By Jess Halliday , 14-Apr-2009

Oilseed analysts are predicting a squeeze on supply of Malaysian palm oil for months to come, as prices are pushed up by farmers’ inability to invest in inputs and poor extraction rates – while demand for fried and oily food is not abating.

Malaysia is the world’s largest exporter of palm oil for food and cosmetic uses, totalling 15.4 million tonnes in 2008 according to the Malaysian Palm Oil Council. This means that tight supply and unfavourable growing conditions can have a major impact on prices and availability for industrial users.

However while prices climbed down from dizzying in the second half of 2008, palm oil futures hit a new seven-month high on Friday, when contracted oil for June closed at 2,299 ringgit ($636.3) per tonne on the Bursa Malaysia Derivatives Exchange.

The Times reported that demand for edible oils from newly industrialised countries is not abating in the downturn, as Western-style fried food has become ingrained in affluent Asian diets and is no longer seen as an expendable luxury. Moreover, government economic stimulus packages could mean that demand for certain foods falls does not fall as fast as one might think.

But while consumers seem to be just as prepared to shell out for oily foods, according to an article in The Times, palm oil consumption by October palm oil demand looks set to outstrip supply by about a million tonnes. IOI, a major planter in Malaysia, is expecting the high prices to remain at least until the end of this year.

Thomas Mielke, analyst for Oil World in Germany, said part of the problem is that oilseed farmers who are having investing in the necessary inputs so they can meet demand. “Lack of credit is a problem for farmers everywhere, and it is forcing them to cut back on fertiliser,” told the newspaper.

Low stocks in Malaysia

According to OSK Research, in the last month Malaysia’s inventory fell by 12.7 per cent to 1.363 tonnes.
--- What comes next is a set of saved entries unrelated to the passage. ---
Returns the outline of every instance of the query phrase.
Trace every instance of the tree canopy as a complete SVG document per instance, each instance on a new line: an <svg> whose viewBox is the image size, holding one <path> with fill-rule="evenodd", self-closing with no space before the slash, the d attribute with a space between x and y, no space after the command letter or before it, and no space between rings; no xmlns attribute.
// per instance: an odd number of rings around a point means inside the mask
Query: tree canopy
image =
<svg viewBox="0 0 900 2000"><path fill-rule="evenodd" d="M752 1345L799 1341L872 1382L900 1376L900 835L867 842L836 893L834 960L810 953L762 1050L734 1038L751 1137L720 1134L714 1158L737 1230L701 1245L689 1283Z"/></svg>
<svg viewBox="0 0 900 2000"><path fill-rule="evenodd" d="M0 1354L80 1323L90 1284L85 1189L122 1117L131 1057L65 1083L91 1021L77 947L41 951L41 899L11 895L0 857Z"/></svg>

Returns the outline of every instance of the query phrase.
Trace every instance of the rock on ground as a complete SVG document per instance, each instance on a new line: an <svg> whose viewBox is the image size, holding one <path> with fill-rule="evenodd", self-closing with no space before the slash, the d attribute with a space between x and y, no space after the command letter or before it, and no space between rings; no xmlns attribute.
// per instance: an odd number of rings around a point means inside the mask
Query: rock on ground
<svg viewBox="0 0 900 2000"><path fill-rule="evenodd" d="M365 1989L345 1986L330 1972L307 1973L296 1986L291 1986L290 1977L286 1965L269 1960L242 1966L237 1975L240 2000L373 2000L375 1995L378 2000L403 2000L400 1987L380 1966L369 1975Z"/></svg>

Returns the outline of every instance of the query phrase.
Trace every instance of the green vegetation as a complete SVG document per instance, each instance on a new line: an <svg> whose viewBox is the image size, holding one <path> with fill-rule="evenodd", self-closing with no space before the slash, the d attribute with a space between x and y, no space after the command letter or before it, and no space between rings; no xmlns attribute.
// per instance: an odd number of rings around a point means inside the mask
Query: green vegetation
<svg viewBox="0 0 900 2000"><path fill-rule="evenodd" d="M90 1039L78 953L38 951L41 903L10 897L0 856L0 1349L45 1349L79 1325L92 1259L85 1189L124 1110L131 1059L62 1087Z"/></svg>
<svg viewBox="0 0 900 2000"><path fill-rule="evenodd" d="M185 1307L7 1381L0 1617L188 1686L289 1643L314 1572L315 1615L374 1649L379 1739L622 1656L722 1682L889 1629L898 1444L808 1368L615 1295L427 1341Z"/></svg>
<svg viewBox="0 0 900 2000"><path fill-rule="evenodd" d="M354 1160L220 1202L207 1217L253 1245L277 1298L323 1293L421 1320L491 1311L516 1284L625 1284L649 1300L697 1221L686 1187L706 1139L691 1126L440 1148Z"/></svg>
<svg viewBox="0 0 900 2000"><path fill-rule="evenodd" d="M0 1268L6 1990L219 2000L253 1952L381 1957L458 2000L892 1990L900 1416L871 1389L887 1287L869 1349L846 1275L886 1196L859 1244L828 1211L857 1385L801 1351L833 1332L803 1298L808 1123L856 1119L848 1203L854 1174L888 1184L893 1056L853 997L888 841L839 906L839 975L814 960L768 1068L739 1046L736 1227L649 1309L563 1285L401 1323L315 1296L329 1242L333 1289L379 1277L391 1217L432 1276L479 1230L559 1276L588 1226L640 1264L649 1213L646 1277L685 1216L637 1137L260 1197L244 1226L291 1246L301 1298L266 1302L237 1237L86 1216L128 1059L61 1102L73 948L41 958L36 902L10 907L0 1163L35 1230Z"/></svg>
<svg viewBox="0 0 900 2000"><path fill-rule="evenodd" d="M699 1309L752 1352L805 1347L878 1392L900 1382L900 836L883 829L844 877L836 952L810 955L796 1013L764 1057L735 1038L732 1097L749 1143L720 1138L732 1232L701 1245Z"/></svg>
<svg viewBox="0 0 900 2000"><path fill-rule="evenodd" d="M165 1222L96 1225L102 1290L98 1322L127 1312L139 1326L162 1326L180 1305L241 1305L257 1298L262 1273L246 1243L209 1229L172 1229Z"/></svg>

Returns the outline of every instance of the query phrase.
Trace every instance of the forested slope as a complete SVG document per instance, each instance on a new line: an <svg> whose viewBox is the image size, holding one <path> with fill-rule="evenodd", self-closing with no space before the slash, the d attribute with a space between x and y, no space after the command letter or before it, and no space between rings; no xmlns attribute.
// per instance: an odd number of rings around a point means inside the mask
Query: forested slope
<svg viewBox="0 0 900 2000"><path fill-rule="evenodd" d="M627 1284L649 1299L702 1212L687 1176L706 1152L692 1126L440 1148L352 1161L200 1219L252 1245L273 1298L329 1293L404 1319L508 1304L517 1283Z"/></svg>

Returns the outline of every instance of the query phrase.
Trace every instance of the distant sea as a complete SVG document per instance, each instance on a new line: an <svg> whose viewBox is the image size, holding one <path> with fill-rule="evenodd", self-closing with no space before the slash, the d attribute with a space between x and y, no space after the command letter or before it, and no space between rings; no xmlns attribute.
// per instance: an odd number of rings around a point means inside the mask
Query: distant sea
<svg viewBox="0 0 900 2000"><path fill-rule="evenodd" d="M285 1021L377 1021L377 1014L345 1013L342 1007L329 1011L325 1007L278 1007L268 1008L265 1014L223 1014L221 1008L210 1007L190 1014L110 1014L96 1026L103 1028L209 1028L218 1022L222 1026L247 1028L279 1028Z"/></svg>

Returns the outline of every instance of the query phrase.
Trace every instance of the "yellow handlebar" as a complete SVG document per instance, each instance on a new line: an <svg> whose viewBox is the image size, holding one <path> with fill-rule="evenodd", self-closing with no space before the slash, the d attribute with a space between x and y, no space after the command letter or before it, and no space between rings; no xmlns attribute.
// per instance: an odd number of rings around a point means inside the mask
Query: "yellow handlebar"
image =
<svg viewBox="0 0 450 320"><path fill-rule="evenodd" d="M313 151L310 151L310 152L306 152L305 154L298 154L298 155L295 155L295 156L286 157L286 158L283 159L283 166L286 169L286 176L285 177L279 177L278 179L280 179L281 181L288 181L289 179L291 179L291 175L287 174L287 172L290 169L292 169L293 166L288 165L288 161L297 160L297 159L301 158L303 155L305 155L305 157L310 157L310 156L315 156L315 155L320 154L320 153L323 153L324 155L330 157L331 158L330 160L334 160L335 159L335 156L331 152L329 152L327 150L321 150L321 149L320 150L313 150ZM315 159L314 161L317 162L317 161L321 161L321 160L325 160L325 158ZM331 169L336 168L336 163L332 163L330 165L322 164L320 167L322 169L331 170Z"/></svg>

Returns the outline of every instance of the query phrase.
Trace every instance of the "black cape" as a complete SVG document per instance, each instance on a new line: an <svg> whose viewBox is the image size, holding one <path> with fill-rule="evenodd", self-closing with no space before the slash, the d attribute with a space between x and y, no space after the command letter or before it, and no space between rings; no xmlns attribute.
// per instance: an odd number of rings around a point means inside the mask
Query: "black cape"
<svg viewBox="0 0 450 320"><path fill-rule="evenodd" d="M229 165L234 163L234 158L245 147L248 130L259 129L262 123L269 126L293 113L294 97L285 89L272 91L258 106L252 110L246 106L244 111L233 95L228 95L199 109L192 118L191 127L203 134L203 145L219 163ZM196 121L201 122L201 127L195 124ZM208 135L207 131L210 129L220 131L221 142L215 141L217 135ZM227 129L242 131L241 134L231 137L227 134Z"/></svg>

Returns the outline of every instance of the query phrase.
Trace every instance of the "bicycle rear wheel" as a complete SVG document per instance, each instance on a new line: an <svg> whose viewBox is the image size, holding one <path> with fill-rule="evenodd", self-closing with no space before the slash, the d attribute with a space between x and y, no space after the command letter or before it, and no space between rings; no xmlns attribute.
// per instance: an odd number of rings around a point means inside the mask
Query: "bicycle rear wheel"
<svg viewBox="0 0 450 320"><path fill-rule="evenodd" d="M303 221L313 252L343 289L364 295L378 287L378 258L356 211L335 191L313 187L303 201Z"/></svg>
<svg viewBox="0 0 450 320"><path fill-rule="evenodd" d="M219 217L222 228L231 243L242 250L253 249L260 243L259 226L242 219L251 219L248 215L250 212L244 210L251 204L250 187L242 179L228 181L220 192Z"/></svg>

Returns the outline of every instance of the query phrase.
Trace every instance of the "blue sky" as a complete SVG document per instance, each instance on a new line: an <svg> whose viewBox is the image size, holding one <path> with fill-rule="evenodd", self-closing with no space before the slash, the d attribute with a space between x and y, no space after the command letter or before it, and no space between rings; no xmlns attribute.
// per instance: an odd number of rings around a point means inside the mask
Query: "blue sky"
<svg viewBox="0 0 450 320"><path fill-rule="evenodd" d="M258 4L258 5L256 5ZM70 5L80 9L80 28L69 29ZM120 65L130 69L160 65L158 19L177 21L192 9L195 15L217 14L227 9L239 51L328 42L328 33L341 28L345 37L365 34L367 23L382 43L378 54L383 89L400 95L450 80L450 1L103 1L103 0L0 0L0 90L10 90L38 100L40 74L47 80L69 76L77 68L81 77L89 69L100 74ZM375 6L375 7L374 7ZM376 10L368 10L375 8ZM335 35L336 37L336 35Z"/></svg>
However production recovery in the second half of the year would replenish stocks – “if the rise is not matched by an increase in exports,” the analyst told Business Times.

Meanwhile, The Star reported today that the supply story could be the result of issues that will take longer to address, and will require improved agricultural practices. It said that the oil-extraction-rate, especially in Peninsular Malaysia, is below 20 per cent for the past 20 years, the result of poor quality soil used to grow palm oil in the 1960s.

Whereas oil palm in Sabah and Sarawek tends to be on land recently converted from rainforest, on the peninsular the land was used to plant rubber trees, and prior to that tapioca and gambir.

The Star reports that the Malaysian government recently initiated programmes to “encourage more aggressive replanting of unproductive oil palm trees with superior clones among smallholders”.

Oil switch out

Mielke predicts that he pressure on palm oil will have a knock-on affect on other oils, such as soy bean oil, rape seed oil and sunflower seed oil.

However the tight palm story could be, in part at least, the result of supply issues affecting other edible oils. For instance, soy bean oil from Argentina has been hit by drought in Argentina.

Moreover, Argentine farmers have been embroiled in strike action in recent weeks, refusing to sell their produce in reaction to the government’s refusal to reduce levies on soy – even though prices had dropped and the drought was taking its toll.